Happily ever after


真っ先に目に飛び込んだのは、タキシード姿の裕樹と、豪華なウエディングドレスを見に纏い微笑む知らない女だった。
インスタの投稿文には、こう書いてある。


〝かねてよりお付き合いしていた野上さつきさんと結婚いたしました。2人で協力して、幸せに満ちた家庭を作ります〟


結婚指輪を嵌めた2人の手の写真、ファーストバイトの写真、友人たちに花びらを撒かれる中歩く2人の写真、見たくないのに、スクロールする指が止まらず、優子はアップされている写真すべてに目を通した。


「片瀬さん、どうかされましたか?」


心配そうに声をかける山崎に返事をしようとした時、唐突に視界がぼやけた。
ぼやけた視界はすぐにクリアになったが、目の前の大理石のテーブルにいくつもの水滴が生まれていた。
この水滴は今自分が流した涙なのだと自覚した瞬間、優子は居た堪れなくなった。


「すいません、なんでも……」


声まで震え始め、咄嗟にハンカチで口元を覆う。
優子の異変を感じ取った山崎は、狼狽えることなくレモンパイとコーヒーを勧めた。


「何かあったんですね。ここじゃ人目があるから込み入った話しはしにくいでしょう。さっき屋上を見かけたので、デザートを食べたら移動しませんか?」

「あ、はい……」

「お会計済ませてきますね。あ、食べられないなら無理はしなくて良いですからね。胃袋ブラックホールの俺に押し付けてください」


キビキビとした動作で席を立つ山崎の背中を見送り、優子は無理矢理レモンパイを飲み込んだ。
しかし今見たもののショックは思いの外大きかったようで、二口目を口に入れることは出来なかった。

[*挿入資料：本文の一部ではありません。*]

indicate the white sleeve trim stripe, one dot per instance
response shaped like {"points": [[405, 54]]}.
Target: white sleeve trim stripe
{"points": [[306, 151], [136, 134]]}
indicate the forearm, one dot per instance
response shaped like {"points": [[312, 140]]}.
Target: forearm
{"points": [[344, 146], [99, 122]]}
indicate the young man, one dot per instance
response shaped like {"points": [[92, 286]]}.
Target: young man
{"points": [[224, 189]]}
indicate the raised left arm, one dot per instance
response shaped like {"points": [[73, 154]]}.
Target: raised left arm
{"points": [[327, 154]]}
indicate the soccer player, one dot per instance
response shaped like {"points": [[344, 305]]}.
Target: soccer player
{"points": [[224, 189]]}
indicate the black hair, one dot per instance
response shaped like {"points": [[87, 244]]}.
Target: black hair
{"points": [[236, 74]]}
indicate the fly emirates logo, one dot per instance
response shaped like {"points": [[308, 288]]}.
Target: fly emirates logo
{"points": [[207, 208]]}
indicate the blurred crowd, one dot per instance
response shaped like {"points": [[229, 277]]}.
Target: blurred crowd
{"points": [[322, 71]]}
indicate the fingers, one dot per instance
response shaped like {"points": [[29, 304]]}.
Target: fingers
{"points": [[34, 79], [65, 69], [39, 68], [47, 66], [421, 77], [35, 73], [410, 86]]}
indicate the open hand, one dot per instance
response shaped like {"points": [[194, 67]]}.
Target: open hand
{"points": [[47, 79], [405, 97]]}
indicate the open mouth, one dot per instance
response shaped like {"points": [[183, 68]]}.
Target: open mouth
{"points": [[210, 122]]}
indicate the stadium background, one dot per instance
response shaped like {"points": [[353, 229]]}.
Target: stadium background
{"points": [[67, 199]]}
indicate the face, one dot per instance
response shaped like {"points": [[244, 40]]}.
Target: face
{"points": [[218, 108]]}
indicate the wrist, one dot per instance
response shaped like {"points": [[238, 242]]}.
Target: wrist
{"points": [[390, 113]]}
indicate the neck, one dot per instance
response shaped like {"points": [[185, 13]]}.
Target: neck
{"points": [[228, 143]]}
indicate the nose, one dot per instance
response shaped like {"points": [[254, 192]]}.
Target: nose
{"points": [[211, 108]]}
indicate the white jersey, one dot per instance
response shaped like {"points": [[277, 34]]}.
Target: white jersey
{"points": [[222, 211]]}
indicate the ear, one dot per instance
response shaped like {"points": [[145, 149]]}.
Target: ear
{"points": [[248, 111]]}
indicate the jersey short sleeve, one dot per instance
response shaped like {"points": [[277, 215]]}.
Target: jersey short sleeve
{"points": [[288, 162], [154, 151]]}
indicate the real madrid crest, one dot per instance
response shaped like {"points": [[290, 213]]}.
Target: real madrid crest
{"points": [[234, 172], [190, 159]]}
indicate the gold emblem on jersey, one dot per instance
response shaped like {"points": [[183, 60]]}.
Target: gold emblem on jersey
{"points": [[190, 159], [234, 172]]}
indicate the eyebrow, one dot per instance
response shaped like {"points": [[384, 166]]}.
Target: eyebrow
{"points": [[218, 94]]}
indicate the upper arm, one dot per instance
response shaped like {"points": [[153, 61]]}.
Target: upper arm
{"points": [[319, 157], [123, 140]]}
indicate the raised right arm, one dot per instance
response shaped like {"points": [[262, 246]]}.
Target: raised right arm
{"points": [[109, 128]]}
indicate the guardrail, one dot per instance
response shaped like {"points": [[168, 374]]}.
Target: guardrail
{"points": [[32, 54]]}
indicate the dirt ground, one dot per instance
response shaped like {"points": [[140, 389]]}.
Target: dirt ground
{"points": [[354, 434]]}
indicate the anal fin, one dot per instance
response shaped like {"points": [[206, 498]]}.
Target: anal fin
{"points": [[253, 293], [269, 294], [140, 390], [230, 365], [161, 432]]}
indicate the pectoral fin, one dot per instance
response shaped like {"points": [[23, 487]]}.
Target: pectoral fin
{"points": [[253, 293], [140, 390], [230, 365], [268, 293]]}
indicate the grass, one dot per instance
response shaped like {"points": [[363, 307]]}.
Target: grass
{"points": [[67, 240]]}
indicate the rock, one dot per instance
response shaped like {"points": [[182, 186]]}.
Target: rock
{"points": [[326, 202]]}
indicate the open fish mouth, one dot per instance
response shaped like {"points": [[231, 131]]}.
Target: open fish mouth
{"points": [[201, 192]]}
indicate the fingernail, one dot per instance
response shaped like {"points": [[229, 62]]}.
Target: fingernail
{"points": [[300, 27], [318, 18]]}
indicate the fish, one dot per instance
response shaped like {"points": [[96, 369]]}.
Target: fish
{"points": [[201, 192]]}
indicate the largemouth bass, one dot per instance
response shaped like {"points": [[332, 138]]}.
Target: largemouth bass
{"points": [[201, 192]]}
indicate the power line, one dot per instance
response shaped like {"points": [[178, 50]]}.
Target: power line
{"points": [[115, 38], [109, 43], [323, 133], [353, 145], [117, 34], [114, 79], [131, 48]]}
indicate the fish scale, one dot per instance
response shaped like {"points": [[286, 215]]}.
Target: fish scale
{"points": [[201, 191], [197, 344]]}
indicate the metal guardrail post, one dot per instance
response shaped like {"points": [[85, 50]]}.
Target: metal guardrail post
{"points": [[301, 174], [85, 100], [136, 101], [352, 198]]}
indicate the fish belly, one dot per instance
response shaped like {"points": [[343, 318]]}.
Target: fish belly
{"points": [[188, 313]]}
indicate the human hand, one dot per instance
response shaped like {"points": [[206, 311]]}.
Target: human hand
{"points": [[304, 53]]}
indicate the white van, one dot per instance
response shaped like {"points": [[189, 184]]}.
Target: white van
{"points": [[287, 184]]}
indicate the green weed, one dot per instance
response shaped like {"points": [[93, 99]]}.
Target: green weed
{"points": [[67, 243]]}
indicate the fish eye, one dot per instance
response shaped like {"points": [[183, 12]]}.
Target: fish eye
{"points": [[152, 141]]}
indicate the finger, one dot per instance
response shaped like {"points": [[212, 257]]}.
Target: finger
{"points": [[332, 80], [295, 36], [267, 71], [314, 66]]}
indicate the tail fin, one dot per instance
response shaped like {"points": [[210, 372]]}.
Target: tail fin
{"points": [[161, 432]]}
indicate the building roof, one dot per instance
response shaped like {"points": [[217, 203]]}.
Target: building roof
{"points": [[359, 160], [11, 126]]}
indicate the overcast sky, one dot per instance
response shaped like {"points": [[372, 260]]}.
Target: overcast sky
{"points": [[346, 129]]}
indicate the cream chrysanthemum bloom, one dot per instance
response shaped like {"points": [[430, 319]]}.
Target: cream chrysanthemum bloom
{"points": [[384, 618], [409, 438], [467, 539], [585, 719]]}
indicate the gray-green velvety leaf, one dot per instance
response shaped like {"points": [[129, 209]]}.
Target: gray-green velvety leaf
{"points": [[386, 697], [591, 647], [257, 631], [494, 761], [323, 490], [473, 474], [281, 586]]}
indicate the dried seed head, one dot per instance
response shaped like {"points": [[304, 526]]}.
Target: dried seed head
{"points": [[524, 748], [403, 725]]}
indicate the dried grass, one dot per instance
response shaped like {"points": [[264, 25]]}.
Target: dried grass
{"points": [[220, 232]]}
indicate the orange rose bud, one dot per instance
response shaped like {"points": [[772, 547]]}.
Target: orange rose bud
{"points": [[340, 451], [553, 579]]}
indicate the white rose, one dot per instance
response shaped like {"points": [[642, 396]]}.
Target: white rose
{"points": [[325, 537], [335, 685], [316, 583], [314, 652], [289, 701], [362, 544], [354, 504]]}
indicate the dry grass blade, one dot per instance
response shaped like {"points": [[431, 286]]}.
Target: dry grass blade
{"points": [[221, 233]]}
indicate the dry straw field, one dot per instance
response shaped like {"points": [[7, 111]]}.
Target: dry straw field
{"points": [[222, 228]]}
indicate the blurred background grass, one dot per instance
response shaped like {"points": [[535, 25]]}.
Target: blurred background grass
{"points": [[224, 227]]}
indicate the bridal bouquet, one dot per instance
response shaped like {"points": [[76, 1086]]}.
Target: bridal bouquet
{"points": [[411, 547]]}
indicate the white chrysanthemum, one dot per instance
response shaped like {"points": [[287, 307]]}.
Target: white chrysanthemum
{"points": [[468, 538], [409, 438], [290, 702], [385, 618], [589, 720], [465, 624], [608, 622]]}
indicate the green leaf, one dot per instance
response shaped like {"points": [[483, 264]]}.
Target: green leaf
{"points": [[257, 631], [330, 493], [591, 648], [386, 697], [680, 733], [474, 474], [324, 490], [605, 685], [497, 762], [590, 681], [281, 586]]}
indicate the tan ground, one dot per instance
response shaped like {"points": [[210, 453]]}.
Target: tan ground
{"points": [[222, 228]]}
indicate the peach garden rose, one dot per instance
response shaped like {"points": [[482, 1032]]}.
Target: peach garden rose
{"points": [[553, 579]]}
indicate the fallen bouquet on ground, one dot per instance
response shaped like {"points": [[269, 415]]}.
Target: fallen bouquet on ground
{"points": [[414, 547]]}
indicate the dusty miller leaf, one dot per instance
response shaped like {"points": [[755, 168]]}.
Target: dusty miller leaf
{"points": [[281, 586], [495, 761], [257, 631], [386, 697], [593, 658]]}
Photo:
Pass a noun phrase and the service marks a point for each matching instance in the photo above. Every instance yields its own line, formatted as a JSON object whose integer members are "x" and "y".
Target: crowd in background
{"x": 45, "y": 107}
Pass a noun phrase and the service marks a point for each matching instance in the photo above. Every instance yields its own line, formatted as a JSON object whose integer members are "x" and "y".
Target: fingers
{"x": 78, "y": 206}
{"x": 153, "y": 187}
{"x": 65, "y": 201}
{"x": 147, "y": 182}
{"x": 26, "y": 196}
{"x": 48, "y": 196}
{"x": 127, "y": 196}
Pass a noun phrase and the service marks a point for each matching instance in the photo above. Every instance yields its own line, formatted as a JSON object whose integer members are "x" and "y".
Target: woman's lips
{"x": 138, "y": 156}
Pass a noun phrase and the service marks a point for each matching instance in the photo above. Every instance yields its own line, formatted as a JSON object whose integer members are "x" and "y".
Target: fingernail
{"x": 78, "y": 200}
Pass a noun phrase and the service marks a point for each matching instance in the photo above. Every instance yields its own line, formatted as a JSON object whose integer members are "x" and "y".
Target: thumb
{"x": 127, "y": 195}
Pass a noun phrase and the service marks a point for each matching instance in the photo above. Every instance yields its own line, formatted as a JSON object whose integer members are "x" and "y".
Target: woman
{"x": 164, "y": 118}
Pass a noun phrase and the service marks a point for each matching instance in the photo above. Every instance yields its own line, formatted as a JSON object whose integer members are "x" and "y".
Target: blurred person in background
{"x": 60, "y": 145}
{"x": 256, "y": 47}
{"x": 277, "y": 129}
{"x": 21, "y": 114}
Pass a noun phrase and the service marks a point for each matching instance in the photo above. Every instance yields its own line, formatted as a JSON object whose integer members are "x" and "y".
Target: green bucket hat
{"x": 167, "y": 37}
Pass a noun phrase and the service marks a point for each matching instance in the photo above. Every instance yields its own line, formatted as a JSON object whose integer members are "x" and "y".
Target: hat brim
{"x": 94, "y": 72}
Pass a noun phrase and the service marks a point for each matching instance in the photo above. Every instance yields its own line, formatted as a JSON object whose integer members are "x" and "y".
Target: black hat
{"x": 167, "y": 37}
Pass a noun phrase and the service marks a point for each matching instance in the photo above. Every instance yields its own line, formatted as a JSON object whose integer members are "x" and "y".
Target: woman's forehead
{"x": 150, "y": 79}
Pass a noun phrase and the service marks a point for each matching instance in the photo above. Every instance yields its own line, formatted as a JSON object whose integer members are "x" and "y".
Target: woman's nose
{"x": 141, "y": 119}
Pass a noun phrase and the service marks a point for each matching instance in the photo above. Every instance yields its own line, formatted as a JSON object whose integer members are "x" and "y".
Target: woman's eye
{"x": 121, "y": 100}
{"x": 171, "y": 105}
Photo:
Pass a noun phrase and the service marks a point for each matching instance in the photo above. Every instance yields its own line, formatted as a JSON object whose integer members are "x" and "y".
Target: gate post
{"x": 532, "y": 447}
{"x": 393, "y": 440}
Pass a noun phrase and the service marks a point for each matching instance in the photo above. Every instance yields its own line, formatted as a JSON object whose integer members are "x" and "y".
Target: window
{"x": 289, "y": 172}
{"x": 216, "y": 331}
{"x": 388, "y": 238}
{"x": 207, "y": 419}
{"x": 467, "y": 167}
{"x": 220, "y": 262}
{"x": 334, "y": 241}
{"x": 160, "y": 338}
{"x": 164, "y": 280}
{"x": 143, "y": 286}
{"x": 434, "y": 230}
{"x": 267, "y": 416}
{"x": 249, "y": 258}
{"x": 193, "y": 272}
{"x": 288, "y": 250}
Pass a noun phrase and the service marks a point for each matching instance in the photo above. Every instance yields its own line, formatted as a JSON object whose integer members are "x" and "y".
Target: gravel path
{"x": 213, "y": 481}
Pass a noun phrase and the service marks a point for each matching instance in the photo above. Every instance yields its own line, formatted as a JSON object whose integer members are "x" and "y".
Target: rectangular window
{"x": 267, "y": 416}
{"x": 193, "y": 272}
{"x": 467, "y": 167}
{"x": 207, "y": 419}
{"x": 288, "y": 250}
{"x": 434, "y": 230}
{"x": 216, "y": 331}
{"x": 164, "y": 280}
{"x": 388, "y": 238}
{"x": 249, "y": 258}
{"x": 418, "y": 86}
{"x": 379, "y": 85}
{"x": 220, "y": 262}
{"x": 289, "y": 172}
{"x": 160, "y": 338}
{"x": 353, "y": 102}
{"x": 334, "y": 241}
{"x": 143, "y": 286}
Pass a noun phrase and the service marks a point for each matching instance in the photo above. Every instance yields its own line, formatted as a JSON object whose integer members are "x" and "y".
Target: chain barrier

戻ってきた山崎は、半分以上残っているレモンパイを豪快に掻き込んだ。
咀嚼もほどほどに水で流し込み、優子にジャケットを着せて荷物を持つ。
そのスマートさはエスコートというより、手のかかる子どもの面倒を見ている親の動きに近い。


「忘れ物はなさそうですね。じゃあ行きましょう」


デート相手が横に並ぶのではなく、先を歩いているという状況は、人生で初めての経験だ。
普段なら男性にマウントを取られているように感じて不快になっている。
だが今日は、弱っている今は、前を歩く背中が自分を庇っていてくれているように思えて、不快感を覚えるどころか頼もしく思ってしまう。

屋上に着いた時、優子は心の底からほっとした。
幸いなことに、今ここには自分たち以外の人間はいない。